Six Months of Using AI as a Search Engine Before I Understood What an Agent Actually Was

28 June 2026

Breakdown

I used AI for six months before I understood what an AI agent actually was. I was treating it like a search engine, typing a question, waiting for the answer, moving on.

The thing I was missing is that a single response and a running process are completely different things. Typing a question and getting an answer is useful. An agent is something else entirely. It takes a goal, works through the steps itself, and keeps going until the job is done. You're not driving every step. You hand it the task once and it figures out the rest.

Here's how the loop actually works. You give the agent a task. It decides whether to answer immediately or use a tool. That tool could be your calendar, your cashflow data from Xero, or a live web search. The tool returns a result. The agent looks at that result and decides whether the job is done or whether it needs another step. It keeps going until it has what it needs, then it delivers the output.

For a small business owner, that loop is where the real value sits.
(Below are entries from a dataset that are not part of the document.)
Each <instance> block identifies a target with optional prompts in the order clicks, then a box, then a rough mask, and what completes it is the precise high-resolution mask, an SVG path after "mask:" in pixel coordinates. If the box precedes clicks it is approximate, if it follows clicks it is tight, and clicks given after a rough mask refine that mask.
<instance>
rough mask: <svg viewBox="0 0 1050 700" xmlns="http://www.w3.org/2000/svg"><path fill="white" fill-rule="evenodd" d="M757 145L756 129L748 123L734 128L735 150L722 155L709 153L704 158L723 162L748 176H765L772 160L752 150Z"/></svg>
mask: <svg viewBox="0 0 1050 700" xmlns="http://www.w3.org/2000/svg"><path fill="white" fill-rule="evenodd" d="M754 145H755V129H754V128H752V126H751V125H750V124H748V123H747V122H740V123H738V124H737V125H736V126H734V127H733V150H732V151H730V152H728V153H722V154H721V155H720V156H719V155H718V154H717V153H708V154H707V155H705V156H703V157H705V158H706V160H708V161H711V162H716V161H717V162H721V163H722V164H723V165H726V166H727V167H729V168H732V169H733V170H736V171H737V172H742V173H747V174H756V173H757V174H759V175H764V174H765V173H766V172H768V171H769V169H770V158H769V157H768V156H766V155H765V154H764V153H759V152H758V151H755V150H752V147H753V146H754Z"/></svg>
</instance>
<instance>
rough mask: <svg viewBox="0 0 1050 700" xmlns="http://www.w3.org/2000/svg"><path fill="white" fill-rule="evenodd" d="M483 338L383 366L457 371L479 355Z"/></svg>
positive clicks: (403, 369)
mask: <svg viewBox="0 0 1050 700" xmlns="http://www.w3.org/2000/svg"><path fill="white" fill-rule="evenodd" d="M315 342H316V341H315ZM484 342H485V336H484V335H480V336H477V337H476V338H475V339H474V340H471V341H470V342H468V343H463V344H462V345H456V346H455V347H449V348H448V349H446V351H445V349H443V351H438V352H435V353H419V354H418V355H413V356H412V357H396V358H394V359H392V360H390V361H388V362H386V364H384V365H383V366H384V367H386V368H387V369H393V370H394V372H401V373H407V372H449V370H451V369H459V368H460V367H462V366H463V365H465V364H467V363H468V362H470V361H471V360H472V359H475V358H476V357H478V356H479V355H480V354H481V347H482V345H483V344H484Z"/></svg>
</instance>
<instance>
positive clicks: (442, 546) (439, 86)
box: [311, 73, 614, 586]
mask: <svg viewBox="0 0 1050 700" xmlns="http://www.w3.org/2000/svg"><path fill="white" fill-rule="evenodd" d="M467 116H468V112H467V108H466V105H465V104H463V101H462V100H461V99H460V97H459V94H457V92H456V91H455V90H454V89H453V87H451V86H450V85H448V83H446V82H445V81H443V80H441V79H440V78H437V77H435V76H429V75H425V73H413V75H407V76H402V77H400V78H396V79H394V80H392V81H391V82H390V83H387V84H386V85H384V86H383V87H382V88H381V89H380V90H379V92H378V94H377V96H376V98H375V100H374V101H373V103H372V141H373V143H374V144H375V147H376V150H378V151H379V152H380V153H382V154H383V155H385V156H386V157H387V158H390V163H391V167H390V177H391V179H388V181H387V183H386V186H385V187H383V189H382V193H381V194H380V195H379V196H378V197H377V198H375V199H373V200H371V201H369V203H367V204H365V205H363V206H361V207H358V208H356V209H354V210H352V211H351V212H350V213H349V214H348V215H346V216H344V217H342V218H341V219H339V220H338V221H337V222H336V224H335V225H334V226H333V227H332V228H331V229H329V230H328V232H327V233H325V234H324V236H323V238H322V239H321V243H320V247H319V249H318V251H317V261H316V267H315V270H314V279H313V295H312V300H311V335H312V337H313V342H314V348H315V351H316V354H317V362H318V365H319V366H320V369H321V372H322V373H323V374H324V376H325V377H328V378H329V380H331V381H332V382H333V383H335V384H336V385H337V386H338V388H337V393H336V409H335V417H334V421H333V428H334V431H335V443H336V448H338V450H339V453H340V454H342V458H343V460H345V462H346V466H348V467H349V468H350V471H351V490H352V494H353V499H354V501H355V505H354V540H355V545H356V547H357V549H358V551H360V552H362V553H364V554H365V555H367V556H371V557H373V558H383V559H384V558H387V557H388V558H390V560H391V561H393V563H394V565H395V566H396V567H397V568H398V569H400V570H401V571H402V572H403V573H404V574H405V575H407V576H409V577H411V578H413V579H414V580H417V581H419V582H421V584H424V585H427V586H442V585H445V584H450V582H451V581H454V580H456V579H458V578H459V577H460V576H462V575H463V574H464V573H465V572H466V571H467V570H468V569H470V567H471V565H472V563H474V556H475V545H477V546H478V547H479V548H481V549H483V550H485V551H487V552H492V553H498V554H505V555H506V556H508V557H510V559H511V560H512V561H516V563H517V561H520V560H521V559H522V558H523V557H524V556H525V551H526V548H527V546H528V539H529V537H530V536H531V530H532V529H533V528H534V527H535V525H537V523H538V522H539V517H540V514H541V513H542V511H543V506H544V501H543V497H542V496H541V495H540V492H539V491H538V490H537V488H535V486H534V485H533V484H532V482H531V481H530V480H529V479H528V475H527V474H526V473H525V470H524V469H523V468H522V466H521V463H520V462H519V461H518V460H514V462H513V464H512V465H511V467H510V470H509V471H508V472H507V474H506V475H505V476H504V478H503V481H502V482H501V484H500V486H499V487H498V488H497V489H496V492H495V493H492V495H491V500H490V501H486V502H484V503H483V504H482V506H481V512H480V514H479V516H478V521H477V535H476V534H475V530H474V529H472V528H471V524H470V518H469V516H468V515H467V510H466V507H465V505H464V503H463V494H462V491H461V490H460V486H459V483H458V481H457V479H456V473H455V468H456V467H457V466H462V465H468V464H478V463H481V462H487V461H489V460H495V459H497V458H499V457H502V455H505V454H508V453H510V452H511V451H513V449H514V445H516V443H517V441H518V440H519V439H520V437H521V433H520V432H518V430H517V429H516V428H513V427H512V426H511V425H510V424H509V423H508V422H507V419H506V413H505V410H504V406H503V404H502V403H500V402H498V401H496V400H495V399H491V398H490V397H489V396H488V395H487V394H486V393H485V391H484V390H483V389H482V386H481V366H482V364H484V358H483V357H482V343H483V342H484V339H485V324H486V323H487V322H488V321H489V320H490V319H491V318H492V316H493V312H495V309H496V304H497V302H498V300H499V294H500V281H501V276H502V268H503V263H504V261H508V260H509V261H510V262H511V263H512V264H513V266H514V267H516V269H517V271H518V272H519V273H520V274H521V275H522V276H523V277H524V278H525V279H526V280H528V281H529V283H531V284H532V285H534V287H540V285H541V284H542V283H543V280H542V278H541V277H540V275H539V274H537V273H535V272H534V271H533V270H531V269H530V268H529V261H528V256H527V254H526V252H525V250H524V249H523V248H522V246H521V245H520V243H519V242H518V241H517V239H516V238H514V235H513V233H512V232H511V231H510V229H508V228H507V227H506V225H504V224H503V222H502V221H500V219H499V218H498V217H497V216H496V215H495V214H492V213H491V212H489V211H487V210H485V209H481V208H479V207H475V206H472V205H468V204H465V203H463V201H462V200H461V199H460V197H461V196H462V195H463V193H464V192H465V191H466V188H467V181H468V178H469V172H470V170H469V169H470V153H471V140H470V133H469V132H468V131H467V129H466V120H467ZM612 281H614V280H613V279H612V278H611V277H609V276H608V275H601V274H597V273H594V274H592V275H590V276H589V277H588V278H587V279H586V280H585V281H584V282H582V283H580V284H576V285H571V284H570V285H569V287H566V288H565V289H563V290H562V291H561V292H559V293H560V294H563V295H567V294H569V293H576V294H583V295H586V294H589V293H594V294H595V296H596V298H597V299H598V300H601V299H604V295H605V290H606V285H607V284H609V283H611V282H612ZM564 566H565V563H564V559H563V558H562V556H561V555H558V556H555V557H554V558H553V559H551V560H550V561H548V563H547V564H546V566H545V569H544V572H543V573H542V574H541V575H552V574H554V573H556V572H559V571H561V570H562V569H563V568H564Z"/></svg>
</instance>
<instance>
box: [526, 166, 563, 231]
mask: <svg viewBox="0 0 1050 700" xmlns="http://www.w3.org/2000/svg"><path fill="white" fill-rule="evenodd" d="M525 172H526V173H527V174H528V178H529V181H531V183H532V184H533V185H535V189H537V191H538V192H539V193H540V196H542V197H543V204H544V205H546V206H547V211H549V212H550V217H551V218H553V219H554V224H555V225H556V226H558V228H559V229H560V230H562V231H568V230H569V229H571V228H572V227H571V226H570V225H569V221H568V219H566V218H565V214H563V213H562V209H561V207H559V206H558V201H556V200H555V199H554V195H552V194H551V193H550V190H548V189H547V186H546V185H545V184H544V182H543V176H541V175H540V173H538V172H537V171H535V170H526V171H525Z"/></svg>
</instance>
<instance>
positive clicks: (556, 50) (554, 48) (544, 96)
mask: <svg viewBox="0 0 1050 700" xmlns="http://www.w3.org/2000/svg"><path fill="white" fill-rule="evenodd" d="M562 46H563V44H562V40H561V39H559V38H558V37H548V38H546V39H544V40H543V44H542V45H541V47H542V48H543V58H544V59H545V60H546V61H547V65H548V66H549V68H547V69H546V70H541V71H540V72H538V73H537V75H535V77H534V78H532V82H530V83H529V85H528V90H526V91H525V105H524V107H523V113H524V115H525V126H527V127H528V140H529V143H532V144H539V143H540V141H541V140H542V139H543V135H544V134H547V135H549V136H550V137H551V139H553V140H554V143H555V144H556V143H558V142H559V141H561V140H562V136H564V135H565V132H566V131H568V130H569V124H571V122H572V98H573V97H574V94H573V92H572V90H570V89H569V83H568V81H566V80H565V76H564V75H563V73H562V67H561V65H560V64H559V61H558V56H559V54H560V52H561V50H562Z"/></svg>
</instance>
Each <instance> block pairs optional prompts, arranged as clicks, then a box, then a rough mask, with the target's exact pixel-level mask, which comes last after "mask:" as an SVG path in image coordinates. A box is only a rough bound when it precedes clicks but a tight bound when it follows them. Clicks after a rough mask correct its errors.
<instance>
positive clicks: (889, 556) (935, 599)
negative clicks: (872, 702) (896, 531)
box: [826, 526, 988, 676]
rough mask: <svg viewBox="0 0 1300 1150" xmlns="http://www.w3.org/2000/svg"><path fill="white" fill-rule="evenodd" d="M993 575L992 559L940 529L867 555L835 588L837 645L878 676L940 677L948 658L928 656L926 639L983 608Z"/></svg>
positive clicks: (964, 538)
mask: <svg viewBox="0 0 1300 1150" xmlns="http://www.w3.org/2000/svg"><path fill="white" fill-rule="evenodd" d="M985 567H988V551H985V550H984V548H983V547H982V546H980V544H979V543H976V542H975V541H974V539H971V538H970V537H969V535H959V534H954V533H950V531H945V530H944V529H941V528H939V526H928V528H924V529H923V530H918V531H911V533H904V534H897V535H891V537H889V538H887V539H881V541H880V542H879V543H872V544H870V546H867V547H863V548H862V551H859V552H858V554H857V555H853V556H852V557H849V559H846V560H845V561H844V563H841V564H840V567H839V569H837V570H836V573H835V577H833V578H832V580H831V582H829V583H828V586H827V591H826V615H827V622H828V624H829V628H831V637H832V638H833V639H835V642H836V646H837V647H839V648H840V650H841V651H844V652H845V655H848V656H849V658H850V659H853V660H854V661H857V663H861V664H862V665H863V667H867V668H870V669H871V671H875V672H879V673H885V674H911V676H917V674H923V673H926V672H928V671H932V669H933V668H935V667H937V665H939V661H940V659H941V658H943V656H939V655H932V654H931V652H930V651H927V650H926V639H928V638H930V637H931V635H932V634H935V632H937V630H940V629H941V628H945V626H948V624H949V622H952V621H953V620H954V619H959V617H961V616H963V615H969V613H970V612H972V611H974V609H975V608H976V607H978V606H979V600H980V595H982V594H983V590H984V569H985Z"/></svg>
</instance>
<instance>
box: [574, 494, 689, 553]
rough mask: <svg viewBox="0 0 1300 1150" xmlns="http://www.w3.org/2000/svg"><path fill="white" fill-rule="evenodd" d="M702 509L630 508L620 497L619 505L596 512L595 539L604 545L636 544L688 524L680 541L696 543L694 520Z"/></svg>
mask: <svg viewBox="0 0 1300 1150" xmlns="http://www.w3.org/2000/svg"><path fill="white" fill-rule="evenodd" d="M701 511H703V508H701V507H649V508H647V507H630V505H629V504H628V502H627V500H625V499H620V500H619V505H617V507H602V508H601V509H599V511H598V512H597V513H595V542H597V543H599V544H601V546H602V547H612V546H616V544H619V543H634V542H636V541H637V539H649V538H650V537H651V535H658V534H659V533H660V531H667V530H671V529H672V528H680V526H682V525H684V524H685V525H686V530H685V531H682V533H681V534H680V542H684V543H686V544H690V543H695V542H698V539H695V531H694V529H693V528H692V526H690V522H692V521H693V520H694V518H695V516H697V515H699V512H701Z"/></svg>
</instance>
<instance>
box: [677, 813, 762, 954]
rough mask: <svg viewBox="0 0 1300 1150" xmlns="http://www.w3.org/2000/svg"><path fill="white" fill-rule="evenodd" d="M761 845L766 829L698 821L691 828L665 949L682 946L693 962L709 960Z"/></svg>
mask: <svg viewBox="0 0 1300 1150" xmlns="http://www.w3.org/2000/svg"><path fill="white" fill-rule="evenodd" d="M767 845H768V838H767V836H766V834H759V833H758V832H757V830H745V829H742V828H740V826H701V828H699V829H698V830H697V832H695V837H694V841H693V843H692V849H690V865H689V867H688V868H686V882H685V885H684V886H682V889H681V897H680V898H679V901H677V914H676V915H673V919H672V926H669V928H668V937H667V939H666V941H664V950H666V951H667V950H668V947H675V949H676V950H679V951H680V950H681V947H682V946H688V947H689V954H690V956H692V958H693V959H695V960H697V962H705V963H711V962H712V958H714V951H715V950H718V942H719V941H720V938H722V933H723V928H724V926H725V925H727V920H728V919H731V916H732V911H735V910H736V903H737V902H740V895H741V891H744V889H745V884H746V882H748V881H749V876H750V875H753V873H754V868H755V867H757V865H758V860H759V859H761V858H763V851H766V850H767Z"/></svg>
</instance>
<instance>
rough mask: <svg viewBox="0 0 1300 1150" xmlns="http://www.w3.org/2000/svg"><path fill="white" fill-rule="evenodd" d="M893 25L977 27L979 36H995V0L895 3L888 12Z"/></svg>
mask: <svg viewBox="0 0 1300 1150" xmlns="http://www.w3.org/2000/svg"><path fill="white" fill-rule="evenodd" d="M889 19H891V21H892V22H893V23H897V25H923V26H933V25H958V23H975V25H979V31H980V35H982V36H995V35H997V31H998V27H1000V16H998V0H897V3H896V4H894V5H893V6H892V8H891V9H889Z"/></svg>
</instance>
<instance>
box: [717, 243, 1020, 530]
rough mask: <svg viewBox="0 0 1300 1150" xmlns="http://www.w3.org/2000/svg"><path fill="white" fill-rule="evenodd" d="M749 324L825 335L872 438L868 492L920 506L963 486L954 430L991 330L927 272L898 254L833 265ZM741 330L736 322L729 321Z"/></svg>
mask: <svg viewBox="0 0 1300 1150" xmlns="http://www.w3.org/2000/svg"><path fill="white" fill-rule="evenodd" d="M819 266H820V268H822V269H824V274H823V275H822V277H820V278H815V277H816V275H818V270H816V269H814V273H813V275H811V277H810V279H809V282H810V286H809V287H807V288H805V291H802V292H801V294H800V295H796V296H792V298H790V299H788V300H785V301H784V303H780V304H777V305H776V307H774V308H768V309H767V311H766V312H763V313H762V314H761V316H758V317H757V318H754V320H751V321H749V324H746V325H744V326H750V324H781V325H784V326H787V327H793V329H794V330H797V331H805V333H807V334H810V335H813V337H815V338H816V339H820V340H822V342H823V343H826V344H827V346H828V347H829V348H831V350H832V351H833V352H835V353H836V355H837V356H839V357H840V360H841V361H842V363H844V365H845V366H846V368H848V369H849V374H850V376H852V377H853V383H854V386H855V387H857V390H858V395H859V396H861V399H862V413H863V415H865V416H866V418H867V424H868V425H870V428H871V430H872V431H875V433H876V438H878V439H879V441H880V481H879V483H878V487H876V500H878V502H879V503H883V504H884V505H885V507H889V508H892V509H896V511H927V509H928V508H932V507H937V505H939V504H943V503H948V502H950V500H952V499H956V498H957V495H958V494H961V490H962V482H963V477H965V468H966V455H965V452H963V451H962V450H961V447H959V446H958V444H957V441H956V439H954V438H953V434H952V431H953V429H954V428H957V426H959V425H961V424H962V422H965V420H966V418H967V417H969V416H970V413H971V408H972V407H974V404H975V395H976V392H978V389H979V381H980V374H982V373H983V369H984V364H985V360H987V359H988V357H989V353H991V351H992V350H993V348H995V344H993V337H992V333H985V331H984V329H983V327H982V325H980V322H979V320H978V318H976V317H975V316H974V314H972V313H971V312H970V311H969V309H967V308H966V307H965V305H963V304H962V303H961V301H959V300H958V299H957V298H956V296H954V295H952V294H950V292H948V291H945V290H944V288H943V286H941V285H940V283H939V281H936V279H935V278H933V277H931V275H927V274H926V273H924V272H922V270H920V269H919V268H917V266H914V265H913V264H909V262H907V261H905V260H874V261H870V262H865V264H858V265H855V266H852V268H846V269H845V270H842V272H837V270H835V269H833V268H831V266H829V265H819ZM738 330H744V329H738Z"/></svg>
I've used agents to run Monday client reviews, pull weekly cashflow summaries, and triage the inbox before I sit down at my desk. The output is already in a folder. The process already ran. I'm reviewing, not doing.

The shift from using AI as a search engine to using it as a process runner took me longer than it should have. Once I built one agent properly, I saw the difference in the first week. The work still gets done. I just stop being the one who has to drive every step.

Pick one task that involves more than one step, write down what you want to see at the end, and hand it to an agent on a schedule.